By a voice vote, the Senate yesterday approved giving President Bush nearly everything in his requested $87 billion package for reconstruction and military operations in Iraq and Afghanistan. The Washington Post reports the bill was one of the largest military and foreign aid bills in U.S. history. Democratic Sen. Robert Byrd of West Virginia was the only senator that could be heard saying “no” when the voice vote was held. Meanwhile, Democratic Senator Joe Biden and Republican Senator Richard Lugar have called for more troops to be sent to Iraq following the weekend violence.
In Iraq, three more U.S. soldiers have been killed over the past 24 hours in Tikrit and Baghdad. Twenty-three U.S. soldiers have already died in the first four days of November.
The Guardian of London is reporting that Iraqi resistance fighters now receive money for waging attacks on U.S. soldiers. An attack on a Humvee gets up to $300, a tank gets $700, and a downed helicopter gets $1,000.
One Iraqi told The Guardian, “Ramadan has been Allah’s gift to us. The streets are empty then, so we can attack the Americans without the possibility of killing our people.”

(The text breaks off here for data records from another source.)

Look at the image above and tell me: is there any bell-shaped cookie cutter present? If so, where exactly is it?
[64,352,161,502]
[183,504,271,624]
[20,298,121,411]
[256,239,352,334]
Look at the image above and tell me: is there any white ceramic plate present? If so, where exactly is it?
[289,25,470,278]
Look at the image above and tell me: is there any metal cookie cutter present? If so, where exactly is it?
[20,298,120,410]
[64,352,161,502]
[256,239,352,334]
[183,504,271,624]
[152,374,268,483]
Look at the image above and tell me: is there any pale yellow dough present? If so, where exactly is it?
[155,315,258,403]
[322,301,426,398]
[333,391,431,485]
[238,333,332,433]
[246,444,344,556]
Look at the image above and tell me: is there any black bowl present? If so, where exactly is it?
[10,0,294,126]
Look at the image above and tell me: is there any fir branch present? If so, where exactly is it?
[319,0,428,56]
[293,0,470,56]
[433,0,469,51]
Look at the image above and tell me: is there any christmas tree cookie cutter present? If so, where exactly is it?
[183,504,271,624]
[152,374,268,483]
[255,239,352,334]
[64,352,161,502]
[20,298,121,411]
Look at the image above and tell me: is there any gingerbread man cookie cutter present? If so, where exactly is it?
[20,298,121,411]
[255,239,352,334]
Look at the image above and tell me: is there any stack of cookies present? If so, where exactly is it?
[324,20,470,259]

Spain announced today it was withdrawing most of its diplomatic staff because of security reasons. The Netherlands and Bulgaria have already made similar pullouts.
In other news from Capitol Hill, the Israeli newspaper Ha’aretz is reporting the Bush administration will soon ask Congress to give Israel $2.2 billion in military assistance for the next fiscal year. That marks a $60 million increase over the current allocation.
In the business world, scandals have rocked the mutual fund industry. Yesterday, the nation’s fifth largest mutual fund company, Putnam, announced its chief executive, Lawrence Lasser, would be stepping down. Federal and state prosecutors have recently accused the company of fraud. Also yesterday, the head governmental official with the New England office of the Securities and Exchange Commission, Juan Marcelino, announced he would step down in part because his office failed to investigate problems at Putnam. Meanwhile, in congressional testimony, regulators estimated one of out every four major mutual fund brokers has been involved in illegal trading. Some 95 million Americans now have mutual fund accounts worth a total of $7 trillion.
Democratic Party hopes of regaining control of the Senate in 2004 were weakened yesterday with Democratic Florida Senator Bob Graham announcement that he would not seek re-election next year. Three other Southern Democratic senators have already announced their plans to retire next year. They are Zell Miller of Georgia, John Edwards of North Carolina and Ernest F. Hollings of South Carolina. There is also speculation that John Breaux of Louisiana may also not run.
The Indonesian government decided yesterday to extend martial law in Aceh, where 40,000 members of the Indonesian army have been waging an attack since May on members of an independence group. President Megawati Sukarnoputri had originally said that martial law would only last six months. The Washington Post estimates that the Indonesian military has killed 900 members of the Free Aceh Movement since May. During the same period, 60 Indonesian military and police personnel have been killed.
Saudi police have arrested six suspected members of al-Qaeda after a clash in Mecca that left two dead.
The New York Times is reporting that CBS is expected to announce today that it will cancel plans to run a two-part miniseries about the presidency of Ronald Reagan. This comes after Republican National Committee complained the miniseries was too critical and inaccurate. The Times notes that none of the critics had actually seen the film but based their complaints on a leaked transcript. The series will now likely run on the cable channel Showtime.